In summary, the display device of the present invention has the hydrophobic protective layer covering the trace, the hydrophobic protective layer has the surface microstructure thereon, and an end of the flexible printed circuit board leans against the surface microstructure of the hydrophobic protective layer, and thus when the user use the cleaning liquid to clean the display device, the cleaning liquid is unable to be accumulated on the surface microstructure and is also unable to infiltrate from the seam (the joint between the flexible printed circuit board and the surface microstructure), thereby preventing the cleaning liquid from infiltrating the trace and the lead, and thus the normal display of the display device may be maintained and the service life and the structural reliability of the display device may be enhanced.

It will be apparent to those skilled in the art that various modifications and variations can be made to the structure of the present invention without departing from the scope or spirit of the invention. In view of the foregoing, it is intended that the present invention cover modifications and variations of this invention provided they fall within the scope of the following claims and their equivalents.

Claims

1. A display device, comprising:

a first substrate having a display region and a peripheral region located around the display region, the peripheral region having an outer lead bonding portion connected to the display region;

at least one trace disposed on the first substrate and extending from the display region into the outer lead bonding portion of the peripheral region;

a hydrophobic protective layer disposed on the first substrate and extending from the display region into the outer lead bonding portion of the peripheral region, the hydrophobic protective layer covering the trace and having at least one opening and a surface microstructure, the opening exposing a portion of the trace to define at least one lead, the lead and the surface microstructure being located in the outer lead bonding portion, and the surface microstructure being located on a surface of the hydrophobic protective layer away from the trace;

a flexible printed circuit board disposed on the first substrate and located in the outer lead bonding portion of the peripheral region, wherein an end of the flexible printed circuit board leans against the surface microstructure of the hydrophobic protective layer, and the flexible printed circuit board is electrically connected to the lead;

a second substrate disposed above the first substrate and overlapping the display region and a portion of the peripheral region of the first substrate; and

a sealant disposed between the first substrate and second substrate, and located at a boundary between the display region and the peripheral region.

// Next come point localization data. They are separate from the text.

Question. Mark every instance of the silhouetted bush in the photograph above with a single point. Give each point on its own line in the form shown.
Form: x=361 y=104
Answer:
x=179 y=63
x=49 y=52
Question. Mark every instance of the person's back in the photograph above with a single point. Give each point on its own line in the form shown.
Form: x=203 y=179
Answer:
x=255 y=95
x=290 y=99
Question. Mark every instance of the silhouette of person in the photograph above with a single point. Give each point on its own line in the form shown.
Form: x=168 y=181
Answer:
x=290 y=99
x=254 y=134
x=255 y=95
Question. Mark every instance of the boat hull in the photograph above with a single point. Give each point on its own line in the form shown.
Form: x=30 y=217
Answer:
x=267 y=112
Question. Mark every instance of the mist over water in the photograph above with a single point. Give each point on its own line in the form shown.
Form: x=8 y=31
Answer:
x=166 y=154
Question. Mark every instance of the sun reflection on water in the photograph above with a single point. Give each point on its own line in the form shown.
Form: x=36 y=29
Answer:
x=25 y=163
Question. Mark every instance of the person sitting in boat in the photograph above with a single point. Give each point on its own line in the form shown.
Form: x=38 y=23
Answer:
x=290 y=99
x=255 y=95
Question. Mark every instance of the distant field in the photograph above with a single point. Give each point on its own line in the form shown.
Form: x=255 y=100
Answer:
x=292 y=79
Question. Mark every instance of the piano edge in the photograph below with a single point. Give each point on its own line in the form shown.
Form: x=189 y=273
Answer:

2. The display device as recited in claim 1, further comprising:

an anisotropic conductive adhesive layer disposed on the first substrate and located between the flexible printed circuit board and the lead, wherein the flexible printed circuit board is electrically connected to the lead through the anisotropic conductive adhesive layer.

3. The display device as recited in claim 1, wherein the surface microstructure is composed of a plurality of protrusions, and a particle size of each of the protrusions is between 5 microns to 15 microns.

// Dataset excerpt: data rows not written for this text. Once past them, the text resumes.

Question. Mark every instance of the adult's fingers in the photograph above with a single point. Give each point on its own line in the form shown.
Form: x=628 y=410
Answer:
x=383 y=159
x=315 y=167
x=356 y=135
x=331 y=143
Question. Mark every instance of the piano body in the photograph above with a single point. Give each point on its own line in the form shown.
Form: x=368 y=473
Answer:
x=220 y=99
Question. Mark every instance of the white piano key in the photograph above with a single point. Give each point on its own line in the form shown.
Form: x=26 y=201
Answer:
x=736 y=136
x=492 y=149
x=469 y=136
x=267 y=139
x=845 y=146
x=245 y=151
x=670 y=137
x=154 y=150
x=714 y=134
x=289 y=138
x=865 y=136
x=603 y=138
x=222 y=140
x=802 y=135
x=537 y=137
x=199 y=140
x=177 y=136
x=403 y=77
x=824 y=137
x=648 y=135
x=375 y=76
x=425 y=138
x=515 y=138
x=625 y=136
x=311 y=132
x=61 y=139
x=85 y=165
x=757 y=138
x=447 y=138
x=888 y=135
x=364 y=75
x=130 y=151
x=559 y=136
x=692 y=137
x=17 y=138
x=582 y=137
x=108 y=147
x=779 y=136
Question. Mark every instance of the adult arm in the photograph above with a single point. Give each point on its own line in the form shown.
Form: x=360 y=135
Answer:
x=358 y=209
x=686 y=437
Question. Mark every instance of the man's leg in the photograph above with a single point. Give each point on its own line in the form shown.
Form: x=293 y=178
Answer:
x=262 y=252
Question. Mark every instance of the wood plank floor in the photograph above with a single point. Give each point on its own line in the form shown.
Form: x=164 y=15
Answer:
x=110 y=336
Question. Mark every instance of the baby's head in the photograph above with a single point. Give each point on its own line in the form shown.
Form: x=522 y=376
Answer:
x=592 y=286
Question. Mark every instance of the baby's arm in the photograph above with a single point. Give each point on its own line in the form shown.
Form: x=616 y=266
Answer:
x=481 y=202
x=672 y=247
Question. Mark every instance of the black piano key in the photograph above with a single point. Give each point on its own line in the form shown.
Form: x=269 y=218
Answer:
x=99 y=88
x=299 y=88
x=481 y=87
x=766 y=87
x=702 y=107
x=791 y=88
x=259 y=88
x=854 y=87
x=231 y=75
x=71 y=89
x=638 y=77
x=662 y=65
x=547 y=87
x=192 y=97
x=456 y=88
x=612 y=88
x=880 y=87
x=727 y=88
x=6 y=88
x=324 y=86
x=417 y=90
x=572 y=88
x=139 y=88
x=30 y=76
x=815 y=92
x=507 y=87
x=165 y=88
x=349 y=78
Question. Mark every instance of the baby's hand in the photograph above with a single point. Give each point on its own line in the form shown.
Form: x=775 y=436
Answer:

4. The display device as recited in claim 1, wherein a material of the hydrophobic protective layer is a hydrophobic insulation material.

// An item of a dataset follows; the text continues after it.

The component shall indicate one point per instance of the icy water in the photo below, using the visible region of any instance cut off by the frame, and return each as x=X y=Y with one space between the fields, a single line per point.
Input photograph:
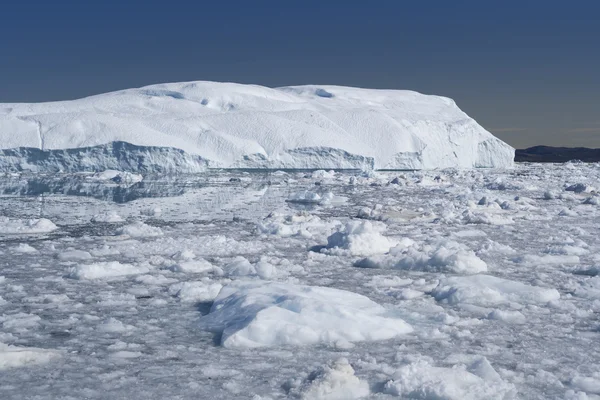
x=103 y=295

5. The display device as recited in claim 1, further comprising:

a surface coating layer disposed on the surface microstructure of the hydrophobic protective layer, wherein the surface coating layer is conformal at the surface microstructure.

6. The display device as recited in claim 5, wherein a material of the surface coating layer is different from a material of the hydrophobic protective layer.

7. The display device as recited in claim 6, wherein the material of the surface coating layer is fluoride.

8. The display device as recited in claim 1, further comprising:

a protective glue at least disposed at a boundary between the surface microstructure of the hydrophobic protective layer and the flexible printed circuit board.

9. The display device as recited in claim 1, wherein an orthographic projection of the surface microstructure on the first substrate does not overlap an orthographic projection of the lead on the first substrate.